(JTA) — A Portuguese town once heavily populated by Jews has invited an Israeli NGO to run its new Jewish cultural center.
Shavei Israel, a Jerusalem-based nonprofit that does outreach programs to former Jews, will begin operating the center in Trancoso, in the mountains of northern Portugal, according to Michael Freund, the organization’s founder.
Many Jews settled in Trancoso in the late 15th century to escape the Spanish Inquisition, under which they were forcibly converted to Christianity, Freund said. “At a certain point, Trancoso’s population was half-Jewish or nearly half-Jewish,” he said. Currently, none of Trancoso’s 5,000 residents are Jewish, according to Freund.
The Isaac Cardoso Center for Jewish Interpretation, which is expected to open in the coming months and will also house a synagogue, was dedicated last month. According to a local newspaper, Gazeta de Viseu, the construction will cost the municipality about $1.5 million and is intended to attract increased tourism. But Freund hopes the center will “become an address for the many descendants of the anusim [forcibly-converted Jews] that live in northern Portugal.”
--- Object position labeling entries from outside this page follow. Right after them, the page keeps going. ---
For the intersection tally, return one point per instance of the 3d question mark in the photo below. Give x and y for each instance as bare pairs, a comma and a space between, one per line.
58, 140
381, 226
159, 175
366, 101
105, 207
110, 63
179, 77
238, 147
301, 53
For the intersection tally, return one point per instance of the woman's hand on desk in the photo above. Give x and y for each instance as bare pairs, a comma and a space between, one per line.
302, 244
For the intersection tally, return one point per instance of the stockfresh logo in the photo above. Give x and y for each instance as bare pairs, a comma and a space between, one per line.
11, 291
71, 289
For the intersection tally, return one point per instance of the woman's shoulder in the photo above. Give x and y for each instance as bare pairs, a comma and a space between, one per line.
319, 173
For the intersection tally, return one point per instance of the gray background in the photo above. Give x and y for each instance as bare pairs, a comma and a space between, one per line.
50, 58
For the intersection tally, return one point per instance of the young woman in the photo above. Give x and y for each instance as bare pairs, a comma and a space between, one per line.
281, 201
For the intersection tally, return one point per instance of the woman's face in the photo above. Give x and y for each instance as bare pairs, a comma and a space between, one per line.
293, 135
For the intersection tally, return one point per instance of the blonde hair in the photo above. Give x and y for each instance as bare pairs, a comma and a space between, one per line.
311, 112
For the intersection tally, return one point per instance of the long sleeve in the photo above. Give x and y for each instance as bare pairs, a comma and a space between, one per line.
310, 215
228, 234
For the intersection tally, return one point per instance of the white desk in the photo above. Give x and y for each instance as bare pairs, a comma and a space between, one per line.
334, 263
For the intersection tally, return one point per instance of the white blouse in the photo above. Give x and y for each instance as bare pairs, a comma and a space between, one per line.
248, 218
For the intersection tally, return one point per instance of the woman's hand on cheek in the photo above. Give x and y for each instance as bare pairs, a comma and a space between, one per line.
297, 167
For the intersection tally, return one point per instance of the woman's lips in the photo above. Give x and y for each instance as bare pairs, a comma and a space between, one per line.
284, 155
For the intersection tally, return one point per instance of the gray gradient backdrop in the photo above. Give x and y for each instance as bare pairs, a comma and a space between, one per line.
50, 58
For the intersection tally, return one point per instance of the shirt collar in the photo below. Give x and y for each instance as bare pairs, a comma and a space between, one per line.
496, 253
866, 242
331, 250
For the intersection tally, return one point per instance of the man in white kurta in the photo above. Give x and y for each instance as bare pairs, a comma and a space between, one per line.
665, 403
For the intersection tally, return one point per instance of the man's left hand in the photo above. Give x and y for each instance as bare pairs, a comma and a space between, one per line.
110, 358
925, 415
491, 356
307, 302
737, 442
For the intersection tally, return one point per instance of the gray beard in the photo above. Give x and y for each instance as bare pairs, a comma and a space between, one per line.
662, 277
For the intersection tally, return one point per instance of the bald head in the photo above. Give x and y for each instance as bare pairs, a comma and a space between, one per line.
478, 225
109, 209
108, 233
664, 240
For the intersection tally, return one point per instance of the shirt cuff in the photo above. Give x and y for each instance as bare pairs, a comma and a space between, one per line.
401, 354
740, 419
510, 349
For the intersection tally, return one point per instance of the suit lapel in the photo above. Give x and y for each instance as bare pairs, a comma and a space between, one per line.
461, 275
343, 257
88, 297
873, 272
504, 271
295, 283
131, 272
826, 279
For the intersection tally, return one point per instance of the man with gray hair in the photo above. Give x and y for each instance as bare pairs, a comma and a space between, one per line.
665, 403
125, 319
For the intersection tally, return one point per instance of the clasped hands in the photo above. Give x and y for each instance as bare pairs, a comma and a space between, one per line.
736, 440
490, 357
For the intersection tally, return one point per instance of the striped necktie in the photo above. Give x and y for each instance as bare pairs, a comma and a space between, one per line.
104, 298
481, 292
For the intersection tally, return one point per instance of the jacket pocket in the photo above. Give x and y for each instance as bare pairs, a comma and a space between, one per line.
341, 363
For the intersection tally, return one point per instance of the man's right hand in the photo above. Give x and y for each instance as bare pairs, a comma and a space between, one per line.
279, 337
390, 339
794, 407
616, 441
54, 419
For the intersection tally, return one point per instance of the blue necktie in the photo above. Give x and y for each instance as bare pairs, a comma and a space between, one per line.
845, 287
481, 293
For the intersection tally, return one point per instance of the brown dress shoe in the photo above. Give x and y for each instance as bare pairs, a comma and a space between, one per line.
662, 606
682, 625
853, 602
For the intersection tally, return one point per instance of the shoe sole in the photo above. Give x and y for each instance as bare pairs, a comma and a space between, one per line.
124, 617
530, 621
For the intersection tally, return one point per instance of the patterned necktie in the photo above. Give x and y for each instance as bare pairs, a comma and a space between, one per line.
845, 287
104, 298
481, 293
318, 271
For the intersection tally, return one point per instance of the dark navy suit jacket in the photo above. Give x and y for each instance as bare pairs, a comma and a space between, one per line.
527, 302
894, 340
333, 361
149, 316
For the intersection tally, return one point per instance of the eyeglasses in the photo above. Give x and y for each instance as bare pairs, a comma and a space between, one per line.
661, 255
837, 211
Freund told JTA that Shavei Israel would hold seminars and symposiums as well as regular classes on Judaism and Hebrew. Shavei Israel, which has a permanent emissary in Portugal, estimates there are tens of thousands of descendents of forcibly-converted Jews, if not hundreds of thousands, living in the region. The organization aims to help such people explore their Jewish roots.